Come considera l’esperienza al Teatro Parenti?

Sono andato ad abitare a Milano anche per il “Parenti”, dove ho trovato una situazione non solo produttiva, ma proprio un’accoglienza, uno scambio con persone evidentemente a me affini. Insomma, ero nel posto giusto al momento giusto, e infatti sono tanti anni che mi sento “a casa”, e questo è molto bello, scalda.

Nel percorso attoriale, che direzione sta prendendo?

Per me questo spettacolo è un punto non dico di svolta, però è un punto forte, perché subito dopo preparerò il mio nuovo spettacolo. Non mi ero mai davvero concesso così tanto tempo solo come attore, quindi la trovo un’occasione incredibile e credo che - nel bene e nel male - ne pagherò le conseguenze.

Da autore, invece, dove dirige il suo interesse?
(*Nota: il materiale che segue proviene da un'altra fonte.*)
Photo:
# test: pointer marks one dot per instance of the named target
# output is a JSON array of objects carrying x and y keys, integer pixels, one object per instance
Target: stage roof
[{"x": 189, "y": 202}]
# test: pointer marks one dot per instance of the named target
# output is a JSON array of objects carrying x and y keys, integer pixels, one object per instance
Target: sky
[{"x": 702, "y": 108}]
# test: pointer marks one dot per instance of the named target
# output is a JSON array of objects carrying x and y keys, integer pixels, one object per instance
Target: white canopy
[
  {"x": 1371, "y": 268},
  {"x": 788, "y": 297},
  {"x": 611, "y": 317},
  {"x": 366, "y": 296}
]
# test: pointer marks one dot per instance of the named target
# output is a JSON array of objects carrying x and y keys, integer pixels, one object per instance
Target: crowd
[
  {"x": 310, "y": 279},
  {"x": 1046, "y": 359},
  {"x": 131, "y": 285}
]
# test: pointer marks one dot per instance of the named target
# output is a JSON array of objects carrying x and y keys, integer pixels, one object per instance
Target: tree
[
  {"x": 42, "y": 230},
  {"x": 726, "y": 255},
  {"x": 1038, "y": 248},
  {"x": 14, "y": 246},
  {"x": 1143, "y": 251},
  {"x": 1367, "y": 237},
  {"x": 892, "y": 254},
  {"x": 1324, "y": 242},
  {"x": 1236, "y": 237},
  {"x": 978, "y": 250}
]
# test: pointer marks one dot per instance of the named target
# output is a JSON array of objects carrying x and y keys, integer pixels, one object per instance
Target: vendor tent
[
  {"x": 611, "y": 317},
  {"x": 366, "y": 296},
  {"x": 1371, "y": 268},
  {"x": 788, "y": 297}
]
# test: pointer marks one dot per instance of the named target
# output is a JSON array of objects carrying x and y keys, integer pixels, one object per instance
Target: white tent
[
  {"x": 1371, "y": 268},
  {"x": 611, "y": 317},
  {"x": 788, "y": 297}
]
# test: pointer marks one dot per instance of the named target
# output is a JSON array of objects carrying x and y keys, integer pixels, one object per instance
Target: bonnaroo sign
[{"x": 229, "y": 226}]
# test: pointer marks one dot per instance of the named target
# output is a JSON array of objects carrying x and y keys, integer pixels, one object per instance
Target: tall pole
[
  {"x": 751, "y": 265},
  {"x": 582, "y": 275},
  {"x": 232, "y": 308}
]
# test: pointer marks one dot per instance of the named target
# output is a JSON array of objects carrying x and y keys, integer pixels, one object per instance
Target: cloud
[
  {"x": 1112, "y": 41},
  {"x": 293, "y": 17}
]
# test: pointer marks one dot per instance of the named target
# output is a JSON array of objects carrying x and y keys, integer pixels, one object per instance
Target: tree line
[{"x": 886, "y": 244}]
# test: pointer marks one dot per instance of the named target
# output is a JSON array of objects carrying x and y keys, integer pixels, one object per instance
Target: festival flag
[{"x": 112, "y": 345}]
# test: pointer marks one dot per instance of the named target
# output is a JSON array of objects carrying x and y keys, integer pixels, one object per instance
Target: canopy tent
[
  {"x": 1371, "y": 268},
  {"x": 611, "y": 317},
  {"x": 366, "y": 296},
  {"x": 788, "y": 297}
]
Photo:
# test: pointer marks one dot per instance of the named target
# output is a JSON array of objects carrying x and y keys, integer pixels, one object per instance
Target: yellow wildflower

Ho ricominciato a studiare la mitologia greca, perché sto creando qualcosa che mi piace ed ha a che fare con l’Umbria. Ma questo a partire dal 9 aprile, dopo la tournée di “Una casa di bambola”, che necessita di un “training”, uno studio, che mi toglie qualsiasi altro entusiasmo per qualsiasi altra cosa.

Lavorare da solo o in gruppo, in che modo vive le due diverse opzioni?

Da solo ci lavoro pochissimo, solamente quando scrivo, perché in teatro, anche quando faccio un monologo, mi annoierei. Lì, allora, ho una persona di cui mi fido che mi guarda, e due-tre amici che mi danno una mano. È chiaro che quando sono io a scrivere e fare regìa c’è un altro tipo di investimento, ma che non vuol dire maggiore. Da attore è molto bello avere qualcun altro che ti dice: “Guarda, hai proposto questo, però secondo me è più giusto quell’altro”, e lo fa vedendoti da fuori, perché io purtroppo ancora non lo faccio.

Tra teatro, cinema e televisione come si sta muovendo?

Il mio sogno resta sempre quello di cantare e incidere un disco, quindi vabbè, continuo a fare queste cose, però penso: “Ma dai, eh?”. Infatti anche in questo spettacolo canticchio, male.